Da quel giorno Vicenzo non ha più tagliato la barba e i capelli: l’avrebbe fatto – come promesso davanti alla tomba del figlio – solo dopo che fosse stata fatta verità sui mandati del duplice omicidio e sul depistaggio delle indagini. Sua moglie, Augusta Schiera, era morta nel 2019, ma Vincenzo Agostino ha continuato senza sosta la sua battaglia fino all’ultimo giorno della sua vita. Da quell’agosto del 1989 era spesso presente al palazzo di giustizia di Palermo, dove si recava in procura a chiedere novità sulle indagini. Non solo, Vincenzo ha anche capito la cosa fondamentale era comunicare ai giovani una serie di valori per cercare di seminare qualcosa per un futuro diverso. La sua storia è diventata anche un docufilm, “Io lo so chi siete” di Alessandro Colizzi, scritto da Silvia Cossu.

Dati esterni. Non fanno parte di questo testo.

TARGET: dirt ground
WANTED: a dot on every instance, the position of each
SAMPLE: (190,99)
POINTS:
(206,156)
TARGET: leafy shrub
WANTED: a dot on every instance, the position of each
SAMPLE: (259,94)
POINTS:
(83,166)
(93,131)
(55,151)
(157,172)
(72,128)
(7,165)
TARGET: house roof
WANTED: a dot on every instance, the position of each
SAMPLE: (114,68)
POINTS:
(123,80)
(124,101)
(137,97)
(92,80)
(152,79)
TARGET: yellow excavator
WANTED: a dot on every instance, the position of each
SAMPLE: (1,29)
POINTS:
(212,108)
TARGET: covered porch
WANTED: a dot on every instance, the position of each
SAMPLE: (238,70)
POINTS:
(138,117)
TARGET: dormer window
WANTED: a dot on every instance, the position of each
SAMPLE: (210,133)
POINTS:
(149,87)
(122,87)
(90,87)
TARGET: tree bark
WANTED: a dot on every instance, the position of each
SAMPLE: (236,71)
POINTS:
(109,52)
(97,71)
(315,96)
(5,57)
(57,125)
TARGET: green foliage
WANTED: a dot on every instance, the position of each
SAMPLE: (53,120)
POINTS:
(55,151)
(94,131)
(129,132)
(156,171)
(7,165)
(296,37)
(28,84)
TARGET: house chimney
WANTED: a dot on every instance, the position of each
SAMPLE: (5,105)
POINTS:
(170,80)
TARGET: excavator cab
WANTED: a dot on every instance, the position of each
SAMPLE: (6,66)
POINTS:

È il 5 agosto del 1989 quando a Villagrazia di Carini due killer uccidono il poliziotto 28enne Nino Agostino e la moglie di 19 anni Ida Castelluccio, incinta di due mesi e sposata da uno, all’ingresso di casa dei genitori di Nino. “Io lo so chi siete” è la frase che urla Ida Castelluccio agli assassini poco prima di morire. Mentre il caso viene spacciato, inizialmente, per “omicidio passionale”, “ignoti uomini dello Stato” entrano a casa Agostino e fanno sparire documenti e appunti sulle indagini che il giovane poliziotto stava conducendo. Nonostante lavorasse ufficialmente al servizio Volanti del commissariato San Lorenzo di Palermo, infatti, Agostino dava la caccia ai latitanti di Cosa nostra. “Quest’omicidio è stato fatto contro di me“, dirà davanti alla bara di quell’agente di polizia il magistrato Giovanni Falcone: avevano ucciso un investigatore che lavorava con lui, seppur in via riservata. Per tanti anni di questa collaborazione non si è saputo nulla, dato che il principale testimone della storia, cioè lo stesso Falcone, è stato ucciso nella strage di Capaci.
Saranno anni di buio e silenzio. Solo la battaglia di Vincenzo e della moglie Augusta porteranno a tracciare i contorni di una vicenda sempre più avvolta nel mistero: dentro c’è il fallito attentato all’Addaura contro il giudice Falcone, la storia di “faccia di mostro” e tanti altri intrecci. Nell’ottobre del 2023 la corte d’Assise d’Appello di Palermo ha confermato la condanna all’ergastolo per il boss Nino Madonia. La ragione dell’omicidio di Antonino Agostino sta anche nei “rapporti che Cosa nostra, e nel caso specifico la cosca dei Madonia, intratteneva con esponenti importanti delle forze dell’ordine collegati ai servizi di sicurezza dello Stato”, aveva scritto il gup Alfredo Montalto nella sentenza di primo grado. “Si sta avvicinando il giorno in cui potrei tagliare la barba perché si avvia a conclusione anche il procedimento ordinario (in cui è imputato un altro boss mafioso, Gaetano Scotto, ndr). In caso di condanna, posso dire che quel giorno potrò mantenere la promessa che ho fatto sulla tomba di mio figlio”, aveva commentato Nino Agostino dopo la conferma dell’ergastolo per Madonia.